Un principe fondamental sur lequel je veux insister est celui de la liberté de la personne, souveraine sur ce qui lui arrive, principe qu'a notamment reconnu la loi de 2012. Par ailleurs, il est également essentiel de respecter le principe de la non-intrusion d'autrui, l'aide devant rester indirecte. En effet, une loi qui légaliserait la possibilité de donner la mort serait contradictoire avec nos principes moraux et avec l'architecture même de notre code pénal. Je suis donc tout à fait opposée à une légalisation de l'euthanasie et même à sa dépénalisation.

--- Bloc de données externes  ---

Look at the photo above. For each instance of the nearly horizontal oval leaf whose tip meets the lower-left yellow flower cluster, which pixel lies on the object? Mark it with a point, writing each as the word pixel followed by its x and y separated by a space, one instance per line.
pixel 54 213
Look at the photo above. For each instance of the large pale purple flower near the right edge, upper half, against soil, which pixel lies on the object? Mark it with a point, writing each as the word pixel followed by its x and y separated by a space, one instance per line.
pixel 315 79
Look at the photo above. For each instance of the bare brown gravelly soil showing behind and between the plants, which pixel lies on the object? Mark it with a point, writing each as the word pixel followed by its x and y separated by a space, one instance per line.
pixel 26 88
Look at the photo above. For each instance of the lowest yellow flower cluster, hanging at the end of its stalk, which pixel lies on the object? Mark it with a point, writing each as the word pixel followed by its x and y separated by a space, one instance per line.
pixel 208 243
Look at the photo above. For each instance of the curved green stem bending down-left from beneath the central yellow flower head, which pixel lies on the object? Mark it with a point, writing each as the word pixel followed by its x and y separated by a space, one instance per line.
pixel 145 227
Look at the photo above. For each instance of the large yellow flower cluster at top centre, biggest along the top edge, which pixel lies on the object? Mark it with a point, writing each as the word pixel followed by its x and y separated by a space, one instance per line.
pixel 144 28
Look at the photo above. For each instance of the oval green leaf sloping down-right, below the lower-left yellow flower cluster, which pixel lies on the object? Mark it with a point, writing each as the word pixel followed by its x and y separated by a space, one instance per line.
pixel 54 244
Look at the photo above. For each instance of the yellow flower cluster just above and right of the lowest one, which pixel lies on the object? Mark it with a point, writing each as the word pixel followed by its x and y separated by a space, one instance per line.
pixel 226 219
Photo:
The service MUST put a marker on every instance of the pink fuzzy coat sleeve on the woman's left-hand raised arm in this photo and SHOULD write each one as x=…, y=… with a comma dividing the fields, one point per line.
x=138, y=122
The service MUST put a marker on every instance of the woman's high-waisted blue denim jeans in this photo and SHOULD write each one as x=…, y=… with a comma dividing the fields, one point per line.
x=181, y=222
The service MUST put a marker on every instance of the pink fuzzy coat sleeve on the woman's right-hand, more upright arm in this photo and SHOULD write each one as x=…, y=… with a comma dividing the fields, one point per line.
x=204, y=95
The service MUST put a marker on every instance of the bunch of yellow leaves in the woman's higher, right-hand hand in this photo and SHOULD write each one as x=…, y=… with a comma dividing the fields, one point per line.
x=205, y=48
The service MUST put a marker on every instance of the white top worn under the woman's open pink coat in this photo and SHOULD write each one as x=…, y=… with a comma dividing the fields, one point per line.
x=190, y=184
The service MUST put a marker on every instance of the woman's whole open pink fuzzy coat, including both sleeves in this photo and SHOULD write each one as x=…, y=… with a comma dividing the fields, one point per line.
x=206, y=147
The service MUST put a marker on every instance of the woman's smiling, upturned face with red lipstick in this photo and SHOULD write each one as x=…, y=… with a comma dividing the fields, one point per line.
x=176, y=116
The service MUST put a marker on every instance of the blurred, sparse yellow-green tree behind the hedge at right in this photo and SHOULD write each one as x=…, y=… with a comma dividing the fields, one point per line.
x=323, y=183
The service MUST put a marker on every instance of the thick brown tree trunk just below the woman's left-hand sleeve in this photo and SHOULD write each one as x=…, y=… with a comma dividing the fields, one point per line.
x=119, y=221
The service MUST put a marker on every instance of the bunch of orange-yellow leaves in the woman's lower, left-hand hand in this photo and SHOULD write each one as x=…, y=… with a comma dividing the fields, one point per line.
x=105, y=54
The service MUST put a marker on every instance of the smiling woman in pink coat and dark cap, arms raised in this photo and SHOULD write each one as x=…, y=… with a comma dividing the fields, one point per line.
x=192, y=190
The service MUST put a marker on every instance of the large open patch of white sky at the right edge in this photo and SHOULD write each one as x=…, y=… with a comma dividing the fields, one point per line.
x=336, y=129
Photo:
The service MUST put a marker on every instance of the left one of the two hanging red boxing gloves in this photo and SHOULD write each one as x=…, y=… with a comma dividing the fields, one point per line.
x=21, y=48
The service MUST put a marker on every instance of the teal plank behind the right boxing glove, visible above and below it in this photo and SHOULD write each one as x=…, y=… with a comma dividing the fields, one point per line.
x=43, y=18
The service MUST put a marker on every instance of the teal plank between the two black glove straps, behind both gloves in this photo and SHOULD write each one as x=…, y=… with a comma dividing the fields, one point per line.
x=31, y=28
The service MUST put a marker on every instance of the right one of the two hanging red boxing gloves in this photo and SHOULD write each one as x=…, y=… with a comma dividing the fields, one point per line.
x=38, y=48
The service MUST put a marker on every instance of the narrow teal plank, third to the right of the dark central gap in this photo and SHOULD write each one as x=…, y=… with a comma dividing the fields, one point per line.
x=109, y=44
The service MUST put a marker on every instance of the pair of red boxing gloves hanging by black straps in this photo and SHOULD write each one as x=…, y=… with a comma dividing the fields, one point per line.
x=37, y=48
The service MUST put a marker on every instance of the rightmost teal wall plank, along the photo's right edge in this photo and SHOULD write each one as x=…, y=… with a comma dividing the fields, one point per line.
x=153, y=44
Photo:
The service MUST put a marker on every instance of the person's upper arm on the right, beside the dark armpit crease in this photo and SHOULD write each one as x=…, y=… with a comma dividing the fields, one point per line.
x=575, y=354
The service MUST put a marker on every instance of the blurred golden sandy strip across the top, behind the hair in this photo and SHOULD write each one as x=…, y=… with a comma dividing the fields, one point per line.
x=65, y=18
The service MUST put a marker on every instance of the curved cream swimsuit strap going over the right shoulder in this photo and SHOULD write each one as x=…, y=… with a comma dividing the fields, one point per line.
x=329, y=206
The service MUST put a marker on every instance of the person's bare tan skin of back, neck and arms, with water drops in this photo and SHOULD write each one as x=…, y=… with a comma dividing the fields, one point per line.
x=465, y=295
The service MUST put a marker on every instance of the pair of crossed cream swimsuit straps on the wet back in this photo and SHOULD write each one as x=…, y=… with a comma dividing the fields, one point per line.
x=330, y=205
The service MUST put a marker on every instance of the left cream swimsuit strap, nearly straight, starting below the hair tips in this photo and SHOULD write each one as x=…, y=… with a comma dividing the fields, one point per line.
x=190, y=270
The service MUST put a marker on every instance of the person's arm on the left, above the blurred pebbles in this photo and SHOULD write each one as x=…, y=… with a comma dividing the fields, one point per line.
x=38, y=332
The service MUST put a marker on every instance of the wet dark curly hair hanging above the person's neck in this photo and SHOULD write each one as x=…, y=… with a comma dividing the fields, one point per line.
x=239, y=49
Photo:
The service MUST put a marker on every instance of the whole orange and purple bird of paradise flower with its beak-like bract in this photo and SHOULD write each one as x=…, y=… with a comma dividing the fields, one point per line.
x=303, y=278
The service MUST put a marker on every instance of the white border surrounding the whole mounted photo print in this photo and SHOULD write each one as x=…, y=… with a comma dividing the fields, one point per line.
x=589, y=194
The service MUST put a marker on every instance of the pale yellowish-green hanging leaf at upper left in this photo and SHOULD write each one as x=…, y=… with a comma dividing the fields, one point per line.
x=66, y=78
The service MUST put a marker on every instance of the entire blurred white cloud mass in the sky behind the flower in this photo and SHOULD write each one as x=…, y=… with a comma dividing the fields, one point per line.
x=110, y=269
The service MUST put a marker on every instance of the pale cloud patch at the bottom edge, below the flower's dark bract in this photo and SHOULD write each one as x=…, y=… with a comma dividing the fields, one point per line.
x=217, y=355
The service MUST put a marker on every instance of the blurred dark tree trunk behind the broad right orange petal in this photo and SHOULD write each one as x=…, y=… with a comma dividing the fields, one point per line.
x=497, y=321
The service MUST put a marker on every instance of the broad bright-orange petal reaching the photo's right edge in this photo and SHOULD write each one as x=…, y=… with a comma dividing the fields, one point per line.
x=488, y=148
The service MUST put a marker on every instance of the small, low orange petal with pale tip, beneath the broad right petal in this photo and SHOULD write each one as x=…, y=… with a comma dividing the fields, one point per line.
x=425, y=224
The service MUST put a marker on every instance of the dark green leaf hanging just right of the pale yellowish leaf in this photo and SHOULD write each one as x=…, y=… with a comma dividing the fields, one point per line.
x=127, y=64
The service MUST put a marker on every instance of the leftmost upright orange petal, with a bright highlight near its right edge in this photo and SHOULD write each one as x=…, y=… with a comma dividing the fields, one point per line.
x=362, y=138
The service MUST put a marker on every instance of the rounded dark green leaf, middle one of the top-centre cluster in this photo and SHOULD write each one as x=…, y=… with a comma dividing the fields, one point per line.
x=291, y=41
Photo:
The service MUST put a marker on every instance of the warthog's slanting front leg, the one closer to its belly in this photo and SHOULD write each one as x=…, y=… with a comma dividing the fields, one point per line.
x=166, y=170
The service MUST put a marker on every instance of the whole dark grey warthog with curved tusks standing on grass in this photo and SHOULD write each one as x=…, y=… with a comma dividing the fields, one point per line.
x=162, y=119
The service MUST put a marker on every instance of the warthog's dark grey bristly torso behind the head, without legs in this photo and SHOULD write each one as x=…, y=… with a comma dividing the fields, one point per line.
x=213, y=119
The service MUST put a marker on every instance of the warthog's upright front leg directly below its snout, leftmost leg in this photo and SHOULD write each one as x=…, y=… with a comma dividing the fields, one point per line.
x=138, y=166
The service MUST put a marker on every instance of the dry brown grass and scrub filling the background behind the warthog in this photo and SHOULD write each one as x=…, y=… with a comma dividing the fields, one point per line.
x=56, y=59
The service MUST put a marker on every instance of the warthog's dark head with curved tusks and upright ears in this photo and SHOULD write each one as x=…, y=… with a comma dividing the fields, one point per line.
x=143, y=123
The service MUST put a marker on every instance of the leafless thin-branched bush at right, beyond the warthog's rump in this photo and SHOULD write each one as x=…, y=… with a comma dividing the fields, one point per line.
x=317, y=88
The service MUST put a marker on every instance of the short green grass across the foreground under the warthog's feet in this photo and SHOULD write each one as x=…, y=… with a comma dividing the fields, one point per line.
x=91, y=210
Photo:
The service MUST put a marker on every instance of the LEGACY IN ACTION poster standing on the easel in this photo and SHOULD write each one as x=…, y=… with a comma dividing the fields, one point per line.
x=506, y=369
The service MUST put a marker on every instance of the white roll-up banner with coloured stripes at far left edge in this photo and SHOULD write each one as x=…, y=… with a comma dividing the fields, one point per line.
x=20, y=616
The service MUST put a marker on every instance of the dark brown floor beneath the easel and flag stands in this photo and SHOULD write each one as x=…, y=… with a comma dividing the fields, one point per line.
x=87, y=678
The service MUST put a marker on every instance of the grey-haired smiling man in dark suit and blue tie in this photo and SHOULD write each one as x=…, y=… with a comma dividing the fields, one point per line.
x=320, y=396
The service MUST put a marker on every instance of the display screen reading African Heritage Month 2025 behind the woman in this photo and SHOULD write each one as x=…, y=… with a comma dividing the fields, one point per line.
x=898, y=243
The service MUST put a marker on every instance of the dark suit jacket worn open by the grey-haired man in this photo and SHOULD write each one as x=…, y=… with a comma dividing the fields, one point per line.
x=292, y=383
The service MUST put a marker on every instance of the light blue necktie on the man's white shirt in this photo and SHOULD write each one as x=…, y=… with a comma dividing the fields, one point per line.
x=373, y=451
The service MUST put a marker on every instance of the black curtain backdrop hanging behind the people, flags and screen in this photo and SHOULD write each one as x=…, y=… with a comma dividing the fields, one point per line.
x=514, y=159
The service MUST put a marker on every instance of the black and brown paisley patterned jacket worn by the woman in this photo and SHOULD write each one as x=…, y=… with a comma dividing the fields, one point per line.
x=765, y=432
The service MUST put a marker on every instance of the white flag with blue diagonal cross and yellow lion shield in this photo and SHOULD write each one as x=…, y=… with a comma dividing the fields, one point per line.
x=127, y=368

Néanmoins, on ne peut pas ignorer le cas d'une personne qui demanderait à mourir de manière répétée et dont l'entourage pourrait attester la détermination. Le médecin se trouve alors responsable de sa décision, comme cela se passe aujourd'hui : si l'équipe médicale donne à la personne un moyen de mettre un terme à sa vie, sa responsabilité est engagée. C'est absolument inévitable, car l'acte découle forcément d'une décision humaine de donner la mort. Il peut ne pas y avoir de poursuites pénales et l'instruction peut être rapide, dès lors que l'équipe médicale présente des éléments justifiant sa décision au regard de la situation du patient et de l'accord de la famille. Cela est tout à fait possible, mais il ne s'agit pas d'une dépénalisation de l'acte qui consiste à fournir à autrui ce qui lui permettra de mettre un terme à sa vie.